La santé mentale en période liquide – La santé mentale en période difficile

La santé mentale en période liquide – La santé mentale en période difficile

2017-01-22 13:46:20

Dans le débat intéressant qui a pris naissance ces jours-ci à la suite du décès de l’éminent sociologue Zigmunt Bauman, le domaine d’application de sa théorie de la société liquide au domaine de la santé mentale est l’un des plus suggestifs mais encore insuffisamment clarifié.

On le sait, pour Bauman on est passé d’une société aux valeurs bien ancrées, fortes, solides, comme le fer forgé, à une société changeante, instable, liquide. Nous sommes passés d’une société ordonnée et prévisible à une société en mouvement, sans liens permanents et imprévisibles. Ce changement de modèle de société est-il perceptible dans le domaine de la santé mentale ?

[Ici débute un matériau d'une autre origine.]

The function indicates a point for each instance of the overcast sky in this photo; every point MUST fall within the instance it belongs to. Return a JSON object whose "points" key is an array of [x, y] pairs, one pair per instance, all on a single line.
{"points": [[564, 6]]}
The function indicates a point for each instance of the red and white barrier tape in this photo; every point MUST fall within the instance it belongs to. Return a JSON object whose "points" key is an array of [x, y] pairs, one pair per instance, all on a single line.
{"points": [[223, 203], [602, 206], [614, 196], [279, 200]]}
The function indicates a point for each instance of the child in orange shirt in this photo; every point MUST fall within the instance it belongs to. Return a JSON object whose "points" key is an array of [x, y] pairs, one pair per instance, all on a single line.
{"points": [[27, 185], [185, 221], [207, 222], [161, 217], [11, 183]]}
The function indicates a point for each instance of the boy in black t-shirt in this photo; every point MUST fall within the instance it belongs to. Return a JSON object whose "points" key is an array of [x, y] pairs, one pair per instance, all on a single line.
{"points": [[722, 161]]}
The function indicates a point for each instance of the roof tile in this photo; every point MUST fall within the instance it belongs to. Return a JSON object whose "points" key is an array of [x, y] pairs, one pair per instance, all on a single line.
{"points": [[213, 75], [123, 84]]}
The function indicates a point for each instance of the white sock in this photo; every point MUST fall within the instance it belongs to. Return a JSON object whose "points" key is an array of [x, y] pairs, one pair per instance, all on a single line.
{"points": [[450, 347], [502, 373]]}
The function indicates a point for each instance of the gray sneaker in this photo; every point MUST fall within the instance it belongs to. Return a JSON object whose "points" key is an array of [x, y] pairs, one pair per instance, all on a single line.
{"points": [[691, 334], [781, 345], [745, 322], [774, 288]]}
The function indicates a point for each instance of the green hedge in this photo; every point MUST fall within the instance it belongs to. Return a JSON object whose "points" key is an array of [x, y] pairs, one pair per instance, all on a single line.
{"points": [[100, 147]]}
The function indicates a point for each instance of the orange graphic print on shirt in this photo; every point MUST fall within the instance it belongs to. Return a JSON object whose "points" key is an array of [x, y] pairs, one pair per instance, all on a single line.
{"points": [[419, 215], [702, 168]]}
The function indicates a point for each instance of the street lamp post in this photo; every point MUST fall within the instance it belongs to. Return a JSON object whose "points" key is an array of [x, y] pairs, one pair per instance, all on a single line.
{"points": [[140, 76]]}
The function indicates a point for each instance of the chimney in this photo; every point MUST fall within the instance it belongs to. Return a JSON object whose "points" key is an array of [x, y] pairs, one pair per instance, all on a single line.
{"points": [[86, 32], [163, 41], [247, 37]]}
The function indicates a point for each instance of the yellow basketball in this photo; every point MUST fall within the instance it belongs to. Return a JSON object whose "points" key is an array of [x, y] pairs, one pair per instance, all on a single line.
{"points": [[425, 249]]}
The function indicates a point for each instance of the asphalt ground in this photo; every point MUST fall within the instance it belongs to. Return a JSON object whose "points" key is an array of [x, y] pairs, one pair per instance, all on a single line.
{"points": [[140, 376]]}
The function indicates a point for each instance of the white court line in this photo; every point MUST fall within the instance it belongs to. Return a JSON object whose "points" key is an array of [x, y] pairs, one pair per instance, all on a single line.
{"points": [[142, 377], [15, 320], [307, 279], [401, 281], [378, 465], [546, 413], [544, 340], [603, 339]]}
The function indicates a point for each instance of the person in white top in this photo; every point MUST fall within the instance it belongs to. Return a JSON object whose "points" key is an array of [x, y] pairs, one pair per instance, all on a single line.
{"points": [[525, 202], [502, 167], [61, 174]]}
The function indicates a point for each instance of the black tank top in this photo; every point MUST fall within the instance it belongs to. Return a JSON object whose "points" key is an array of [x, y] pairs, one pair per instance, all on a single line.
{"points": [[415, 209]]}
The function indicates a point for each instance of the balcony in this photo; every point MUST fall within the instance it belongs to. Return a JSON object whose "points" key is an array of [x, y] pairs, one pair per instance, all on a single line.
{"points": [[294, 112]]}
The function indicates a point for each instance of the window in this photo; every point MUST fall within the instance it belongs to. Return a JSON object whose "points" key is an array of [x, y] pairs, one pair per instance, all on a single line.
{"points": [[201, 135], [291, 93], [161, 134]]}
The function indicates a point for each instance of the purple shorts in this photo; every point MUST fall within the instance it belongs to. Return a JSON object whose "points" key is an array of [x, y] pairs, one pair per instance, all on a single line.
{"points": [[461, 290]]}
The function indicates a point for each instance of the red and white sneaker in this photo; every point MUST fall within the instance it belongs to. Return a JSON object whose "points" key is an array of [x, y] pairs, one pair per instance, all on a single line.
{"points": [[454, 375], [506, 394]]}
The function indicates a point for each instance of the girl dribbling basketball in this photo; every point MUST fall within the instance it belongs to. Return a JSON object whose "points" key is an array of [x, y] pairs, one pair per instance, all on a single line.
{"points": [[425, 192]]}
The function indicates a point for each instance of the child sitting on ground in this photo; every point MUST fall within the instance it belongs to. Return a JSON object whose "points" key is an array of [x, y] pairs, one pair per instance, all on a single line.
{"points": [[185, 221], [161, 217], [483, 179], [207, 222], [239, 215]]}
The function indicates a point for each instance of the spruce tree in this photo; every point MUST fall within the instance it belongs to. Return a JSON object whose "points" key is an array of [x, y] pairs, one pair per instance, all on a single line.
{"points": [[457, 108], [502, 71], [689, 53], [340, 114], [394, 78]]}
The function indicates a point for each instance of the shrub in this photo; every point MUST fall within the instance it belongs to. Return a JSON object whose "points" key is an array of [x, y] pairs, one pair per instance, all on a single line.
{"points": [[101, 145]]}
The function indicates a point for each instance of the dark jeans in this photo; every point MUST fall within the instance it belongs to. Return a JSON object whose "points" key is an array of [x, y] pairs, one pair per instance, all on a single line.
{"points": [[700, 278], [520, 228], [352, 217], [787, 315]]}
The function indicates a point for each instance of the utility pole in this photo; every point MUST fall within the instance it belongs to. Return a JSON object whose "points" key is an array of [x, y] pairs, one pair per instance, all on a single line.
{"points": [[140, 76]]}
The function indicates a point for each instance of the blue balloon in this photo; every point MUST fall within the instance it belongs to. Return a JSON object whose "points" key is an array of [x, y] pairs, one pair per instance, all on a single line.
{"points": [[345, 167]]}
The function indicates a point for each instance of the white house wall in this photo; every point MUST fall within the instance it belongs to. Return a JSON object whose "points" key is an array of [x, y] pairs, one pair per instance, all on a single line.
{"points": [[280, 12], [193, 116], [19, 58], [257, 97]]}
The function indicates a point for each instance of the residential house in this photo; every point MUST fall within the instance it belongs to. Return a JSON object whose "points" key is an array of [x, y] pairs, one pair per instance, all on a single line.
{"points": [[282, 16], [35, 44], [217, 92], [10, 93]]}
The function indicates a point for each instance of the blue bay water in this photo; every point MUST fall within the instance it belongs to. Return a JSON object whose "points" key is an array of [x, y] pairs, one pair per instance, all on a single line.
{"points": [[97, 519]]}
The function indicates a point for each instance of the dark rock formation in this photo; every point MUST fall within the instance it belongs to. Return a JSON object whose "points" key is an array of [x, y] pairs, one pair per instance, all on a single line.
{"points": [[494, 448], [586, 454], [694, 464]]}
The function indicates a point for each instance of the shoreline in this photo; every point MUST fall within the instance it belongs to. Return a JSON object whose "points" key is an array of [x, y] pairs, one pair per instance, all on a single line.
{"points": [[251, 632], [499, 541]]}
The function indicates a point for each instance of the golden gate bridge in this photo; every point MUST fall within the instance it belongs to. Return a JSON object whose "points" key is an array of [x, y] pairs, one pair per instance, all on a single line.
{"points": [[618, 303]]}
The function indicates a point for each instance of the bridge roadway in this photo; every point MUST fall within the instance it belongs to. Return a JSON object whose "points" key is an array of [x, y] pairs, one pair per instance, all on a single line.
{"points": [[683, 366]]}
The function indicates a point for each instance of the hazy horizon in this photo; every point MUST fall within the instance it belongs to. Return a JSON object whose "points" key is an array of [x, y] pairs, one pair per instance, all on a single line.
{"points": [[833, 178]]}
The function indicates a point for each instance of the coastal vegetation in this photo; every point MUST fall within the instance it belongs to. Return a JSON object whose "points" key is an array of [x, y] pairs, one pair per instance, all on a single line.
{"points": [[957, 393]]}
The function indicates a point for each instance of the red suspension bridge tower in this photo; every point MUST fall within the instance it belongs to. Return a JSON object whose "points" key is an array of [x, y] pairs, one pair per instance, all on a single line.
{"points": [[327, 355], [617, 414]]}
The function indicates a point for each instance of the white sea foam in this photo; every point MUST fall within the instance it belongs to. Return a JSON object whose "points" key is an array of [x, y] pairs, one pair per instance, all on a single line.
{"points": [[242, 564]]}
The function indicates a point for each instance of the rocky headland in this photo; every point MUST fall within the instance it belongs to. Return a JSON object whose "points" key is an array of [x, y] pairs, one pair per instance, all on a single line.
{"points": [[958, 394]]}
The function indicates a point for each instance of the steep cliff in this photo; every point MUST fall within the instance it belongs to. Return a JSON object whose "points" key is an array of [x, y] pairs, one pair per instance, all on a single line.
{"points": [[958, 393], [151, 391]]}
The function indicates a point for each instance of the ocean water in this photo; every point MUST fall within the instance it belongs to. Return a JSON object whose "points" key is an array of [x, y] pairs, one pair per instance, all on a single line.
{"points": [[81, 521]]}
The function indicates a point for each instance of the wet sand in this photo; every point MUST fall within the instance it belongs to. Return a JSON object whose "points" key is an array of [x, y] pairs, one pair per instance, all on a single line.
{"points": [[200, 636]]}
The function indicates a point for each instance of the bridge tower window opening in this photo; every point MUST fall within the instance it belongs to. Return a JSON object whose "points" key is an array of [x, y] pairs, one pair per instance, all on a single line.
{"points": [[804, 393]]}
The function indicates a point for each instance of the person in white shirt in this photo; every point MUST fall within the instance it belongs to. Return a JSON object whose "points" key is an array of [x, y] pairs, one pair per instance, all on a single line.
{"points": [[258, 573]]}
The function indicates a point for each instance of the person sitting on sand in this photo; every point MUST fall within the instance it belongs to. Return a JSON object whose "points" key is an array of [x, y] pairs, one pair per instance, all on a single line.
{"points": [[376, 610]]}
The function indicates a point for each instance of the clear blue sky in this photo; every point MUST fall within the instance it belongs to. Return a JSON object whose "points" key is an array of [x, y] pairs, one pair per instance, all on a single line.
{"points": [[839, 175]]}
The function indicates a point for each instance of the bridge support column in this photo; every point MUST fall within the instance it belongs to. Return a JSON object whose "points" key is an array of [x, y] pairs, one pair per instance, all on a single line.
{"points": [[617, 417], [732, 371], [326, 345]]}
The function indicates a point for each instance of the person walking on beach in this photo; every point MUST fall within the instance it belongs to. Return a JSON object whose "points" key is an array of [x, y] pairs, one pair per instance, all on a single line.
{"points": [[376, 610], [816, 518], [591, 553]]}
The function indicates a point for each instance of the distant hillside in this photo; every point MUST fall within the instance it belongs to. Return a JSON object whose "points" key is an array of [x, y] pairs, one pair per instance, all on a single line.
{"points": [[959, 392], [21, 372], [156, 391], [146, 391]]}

Il est vrai que du point de vue de la santé mentale, nous avons laissé derrière nous une société qui avait pour référence, pour icône, le mur de l’asile, aujourd’hui heureusement un mur en partie effondré. Comme le souligne le sociologue coréen-allemand Byung Chul Han, la société traditionnelle (ce que Foucault appelait la société disciplinaire), expression d’une solide modernité, faite de prisons, de casernes et d’hôpitaux psychiatriques, appartient désormais au passé. Et il est vrai que cette société ne correspond plus au monde d’aujourd’hui, une société de consommation mondialisée, dans laquelle la différence entre le normal et l’anormal semble quelque chose de démodé, d’archaïque, quelque chose qui a disparu entraîné par le tsunami des plus consumérisme radical auquel ce type de “subtilités” donne le coup d’envoi

Mais, sommes-nous vraiment entrés dans cette phase liquide que Bauman propose dans le domaine de la santé mentale, ou cet ordre solide a-t-il été remplacé par un autre ?

Je crois que Bauman peut avoir raison dans cette approche car nous nous trouvons dans une société où il y a beaucoup de confusion et d’instabilité, une société dans laquelle il est de plus en plus difficile de savoir ce qui est sain ou pathologique, parce que tout, le quotidien lui-même, est potentiellement devenu une maladie mentale. Car tout mal-être psychique – stress, deuil, nostalgie….- est devenu une source de business devant laquelle le marché cherchera toujours à trouver le produit qui le soulage. Et pour donner plus d’impact à cette consommation, quoi de mieux que d’appeler l’inconfort maladie mentale et d’hypocondrier, d’intimider et de fidéliser les citoyens-consommateurs.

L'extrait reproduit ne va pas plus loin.